Sunday's Comin' #250 - Pie Jesu

November 11, 2022 Gregg DeMey Season 1 Episode 250
Elmhurst CRC
Sunday's Comin' #250 - Pie Jesu
Show Notes Transcript

Gregg DeMey, Lead Pastor

Gregg DeMey  0:07 

Welcome to Elmhurst CRC's daily dose of the word of God. It's Friday, November 11 and Sunday's coming. This is Gregg DeMey and I serve as Lead Pastor at ECRC. This week in worship, we will welcome a group of talented young musicians called Cellissimo - 13 young people and their cellos. Cellissimo will help lead us in singing songs and hymns together, and play some instrumental music that will allow for our congregation to share a time of quiet prayer and meditation on Jesus altogether.

Gregg DeMey 0:39 

One of these instrumental pieces that they're going to play is called Pie Jesu by a French composer Gabriel Fauré. Fauré wrote this music in the late 1880s after his parents had died. Fauré was a Roman Catholic, so he wrote Pie Jesu, as part of a requiem. A requiem is music that accompanies a funeral service or mass for the dead. The souds a little dark, right?
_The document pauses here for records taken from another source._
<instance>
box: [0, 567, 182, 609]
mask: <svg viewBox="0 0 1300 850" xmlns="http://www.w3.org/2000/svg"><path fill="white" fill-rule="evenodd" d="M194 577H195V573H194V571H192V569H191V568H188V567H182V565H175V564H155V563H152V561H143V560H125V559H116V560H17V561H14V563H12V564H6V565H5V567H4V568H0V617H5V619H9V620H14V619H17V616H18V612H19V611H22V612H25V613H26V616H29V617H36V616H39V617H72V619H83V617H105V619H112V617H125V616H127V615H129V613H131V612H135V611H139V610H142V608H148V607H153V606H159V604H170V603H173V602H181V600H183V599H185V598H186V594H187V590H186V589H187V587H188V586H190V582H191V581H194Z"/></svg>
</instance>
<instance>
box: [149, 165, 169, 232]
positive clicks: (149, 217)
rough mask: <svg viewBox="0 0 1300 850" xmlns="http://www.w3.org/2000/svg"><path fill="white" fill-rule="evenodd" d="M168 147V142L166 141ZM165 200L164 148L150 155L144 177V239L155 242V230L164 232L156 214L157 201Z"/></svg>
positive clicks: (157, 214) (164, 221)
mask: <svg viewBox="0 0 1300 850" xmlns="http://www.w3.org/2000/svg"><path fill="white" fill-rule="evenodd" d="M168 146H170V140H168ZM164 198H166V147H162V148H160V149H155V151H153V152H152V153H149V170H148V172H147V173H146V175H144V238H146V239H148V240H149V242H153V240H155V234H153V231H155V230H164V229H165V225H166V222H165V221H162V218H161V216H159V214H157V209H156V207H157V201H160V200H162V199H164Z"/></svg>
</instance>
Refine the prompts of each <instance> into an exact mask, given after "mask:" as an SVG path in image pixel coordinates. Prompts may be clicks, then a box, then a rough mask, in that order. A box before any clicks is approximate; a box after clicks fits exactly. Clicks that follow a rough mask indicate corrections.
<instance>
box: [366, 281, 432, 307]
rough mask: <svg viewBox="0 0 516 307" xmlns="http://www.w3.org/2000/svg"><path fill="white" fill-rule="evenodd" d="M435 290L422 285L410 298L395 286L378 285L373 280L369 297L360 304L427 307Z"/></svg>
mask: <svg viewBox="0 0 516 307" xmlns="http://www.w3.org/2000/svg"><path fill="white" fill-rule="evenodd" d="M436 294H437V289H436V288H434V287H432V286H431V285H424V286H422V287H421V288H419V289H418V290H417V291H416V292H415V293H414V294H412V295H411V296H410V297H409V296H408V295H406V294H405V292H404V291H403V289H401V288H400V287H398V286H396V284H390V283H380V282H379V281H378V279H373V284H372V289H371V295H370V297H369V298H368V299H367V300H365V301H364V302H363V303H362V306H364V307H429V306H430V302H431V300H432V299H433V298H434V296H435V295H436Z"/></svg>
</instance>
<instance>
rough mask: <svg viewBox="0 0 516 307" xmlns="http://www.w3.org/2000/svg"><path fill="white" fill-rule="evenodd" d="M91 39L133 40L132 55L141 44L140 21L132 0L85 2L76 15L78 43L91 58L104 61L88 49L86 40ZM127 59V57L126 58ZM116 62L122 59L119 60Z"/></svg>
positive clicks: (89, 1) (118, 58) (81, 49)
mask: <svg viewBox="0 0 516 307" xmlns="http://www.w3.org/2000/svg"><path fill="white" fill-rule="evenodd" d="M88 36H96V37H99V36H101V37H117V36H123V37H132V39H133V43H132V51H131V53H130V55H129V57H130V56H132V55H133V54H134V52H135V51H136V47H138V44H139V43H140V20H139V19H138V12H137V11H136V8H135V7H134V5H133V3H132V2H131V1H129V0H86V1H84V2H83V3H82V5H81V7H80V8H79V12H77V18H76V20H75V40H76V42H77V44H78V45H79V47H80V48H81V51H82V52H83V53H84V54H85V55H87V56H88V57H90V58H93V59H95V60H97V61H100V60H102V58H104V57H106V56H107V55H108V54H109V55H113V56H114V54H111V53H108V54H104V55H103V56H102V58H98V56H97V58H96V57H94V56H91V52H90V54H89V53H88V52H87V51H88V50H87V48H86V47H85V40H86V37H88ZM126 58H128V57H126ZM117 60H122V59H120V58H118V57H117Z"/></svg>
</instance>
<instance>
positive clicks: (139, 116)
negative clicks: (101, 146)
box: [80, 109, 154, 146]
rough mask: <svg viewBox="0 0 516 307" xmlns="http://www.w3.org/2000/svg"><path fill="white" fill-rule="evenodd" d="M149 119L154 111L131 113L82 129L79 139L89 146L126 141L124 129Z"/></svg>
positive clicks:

But check this out: different from typical requiem settings, the part of the mass that is usually called the Dies Irae was omitted by Fauré in his musical version, and replaced instead by Pie Jesu. What's the significance of this? Dies Irae in Latin means, "the days of wrath", and is the part of the mass that focuses on the judgment. In Roman Catholic theology, this kind of implies the need for ongoing purification in Purgatory. This is not biblical. Fauré instead put in this musical moment called "Pie Jesu," which would translate into English as, "pious Jesus." Although, pious is kind of a smarmy-sounding word these days, it means, Jesus who has a reverent obedience for doing the will of God.

Gregg DeMey 2:00
 
So that's the music that we're going to reflect and meditate to. Fauré wrote of this music, quote, "Everything I've managed to embrace in life by way of spirituality, I've written into this music. Which, moreover, is dominated from beginning to end by a very human feeling of faith in eternal rest." That's lovely. Fauré continues, "How will we come to experience this kind of rest? It's not because of the quality of the work of our own hands, our own good deeds. But we come to rest because we've come to truly rely on the work of Jesus." This is the hope for Sunday's worship service, accompanied by the emotive lyrical sounds of the cellos. Our prayers will be guided into a posture of rest. Rest in God's provision, in the present, rest in God's provision for eternity.

Gregg DeMey  2:54  

Let's pray. Oh God, today we thank you for your enduring love for Jesus faithfulness and for your eternal grace. We thank you for the daily blessings and signs in our lives that you send to point us, so that we can truly rest in your enduring, deeper love. In Jesus name we pray, Amen.